Les 3 Noël (3 sur 3)
Aujourd’hui, dernier volet de notre triptyque « Les 3 Noël »
J’ai reçu ces jours derniers une invitation pour… les soldes du mois de janvier ! Dans quelques boulangeries bien prévoyantes, on trouve déjà des galettes des rois. Autrement dit, un mois d’avance sur le calendrier des futurs événements commerciaux.
Ce sera ensuite la Saint Valentin le 14 février, puis la fête des grands-mères le 7 mars 2021.
Le 4 avril ce sera Pâques, ensuite le muguet du premier mai et la fête des mères le 30 du même mois. Les pères seront fêtés trois semaines plus tard, le 20 juin. On retrouvera des soldes en juillet, heureusement, et en août, on se préparera pour la rentrée des classes qui se déroulera en septembre. Les 3 octobre fêtera les grands-pères, il ne manquait qu’eux, et en novembre la fête des fleuristes, j’ai nommé la Toussaint.
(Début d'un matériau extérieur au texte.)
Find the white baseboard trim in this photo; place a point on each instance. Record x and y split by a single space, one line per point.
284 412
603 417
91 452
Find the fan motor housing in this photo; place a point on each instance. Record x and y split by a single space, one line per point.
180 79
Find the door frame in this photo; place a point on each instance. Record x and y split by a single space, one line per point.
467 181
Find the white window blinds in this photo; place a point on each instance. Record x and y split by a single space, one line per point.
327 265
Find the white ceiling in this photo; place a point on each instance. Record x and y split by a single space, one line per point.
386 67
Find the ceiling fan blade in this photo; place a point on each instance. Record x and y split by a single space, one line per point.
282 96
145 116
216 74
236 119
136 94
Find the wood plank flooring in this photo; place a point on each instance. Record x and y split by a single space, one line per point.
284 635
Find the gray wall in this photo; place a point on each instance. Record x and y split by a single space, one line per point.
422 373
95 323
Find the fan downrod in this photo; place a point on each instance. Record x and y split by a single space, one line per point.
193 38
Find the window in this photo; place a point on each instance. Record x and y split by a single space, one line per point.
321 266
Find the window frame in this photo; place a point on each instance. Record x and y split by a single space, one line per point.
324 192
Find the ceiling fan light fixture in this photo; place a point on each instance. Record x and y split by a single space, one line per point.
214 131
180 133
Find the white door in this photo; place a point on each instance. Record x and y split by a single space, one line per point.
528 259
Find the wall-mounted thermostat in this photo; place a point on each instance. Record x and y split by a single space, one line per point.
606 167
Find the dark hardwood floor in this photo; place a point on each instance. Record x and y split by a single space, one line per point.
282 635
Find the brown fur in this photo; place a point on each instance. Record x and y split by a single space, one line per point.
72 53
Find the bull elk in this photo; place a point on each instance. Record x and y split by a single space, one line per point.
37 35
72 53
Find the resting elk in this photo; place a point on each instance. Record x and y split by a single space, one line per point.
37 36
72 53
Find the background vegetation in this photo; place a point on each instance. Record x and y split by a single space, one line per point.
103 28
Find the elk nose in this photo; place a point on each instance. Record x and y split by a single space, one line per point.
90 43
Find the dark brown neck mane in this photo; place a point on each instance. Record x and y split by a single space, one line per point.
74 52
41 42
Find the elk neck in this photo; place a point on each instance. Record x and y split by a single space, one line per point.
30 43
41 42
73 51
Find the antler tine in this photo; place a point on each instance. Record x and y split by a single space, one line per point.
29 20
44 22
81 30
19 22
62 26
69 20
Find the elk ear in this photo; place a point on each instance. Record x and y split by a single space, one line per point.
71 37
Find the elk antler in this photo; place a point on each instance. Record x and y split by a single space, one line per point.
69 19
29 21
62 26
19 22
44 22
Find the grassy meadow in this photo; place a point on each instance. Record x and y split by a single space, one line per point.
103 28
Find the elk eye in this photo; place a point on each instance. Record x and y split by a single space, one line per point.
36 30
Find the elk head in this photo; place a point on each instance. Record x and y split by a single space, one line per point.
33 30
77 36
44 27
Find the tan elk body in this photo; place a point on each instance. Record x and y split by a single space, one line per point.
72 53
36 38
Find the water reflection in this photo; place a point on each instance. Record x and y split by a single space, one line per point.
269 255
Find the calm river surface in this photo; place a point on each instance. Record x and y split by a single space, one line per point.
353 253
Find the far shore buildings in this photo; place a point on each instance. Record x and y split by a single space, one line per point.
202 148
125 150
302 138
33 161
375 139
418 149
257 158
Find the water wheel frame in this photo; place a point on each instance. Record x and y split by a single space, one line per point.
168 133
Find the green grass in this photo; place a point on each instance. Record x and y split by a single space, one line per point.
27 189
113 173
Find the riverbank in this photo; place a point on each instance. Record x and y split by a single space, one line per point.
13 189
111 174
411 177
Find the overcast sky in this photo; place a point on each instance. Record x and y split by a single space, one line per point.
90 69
Comme celle-ci se déroule le premier du mois et que le bonhomme en rouge est encore loin dans son pays, on s’est empressé de greffer un Halloween et un Black Friday typiquement américains avant la fin du mois.
Et nous nous retrouvons alors en décembre pour fêter… Noël !
À chaque mois donc sa petite, grande ou énorme « fête » commerciale, organisée par les grandes enseignes. Et chaque mois on peut constater l’avilissement des consommateurs se pressant dans les boutiques ou sur leur clavier afin de ne pas déroger à l’événement marchand du moment.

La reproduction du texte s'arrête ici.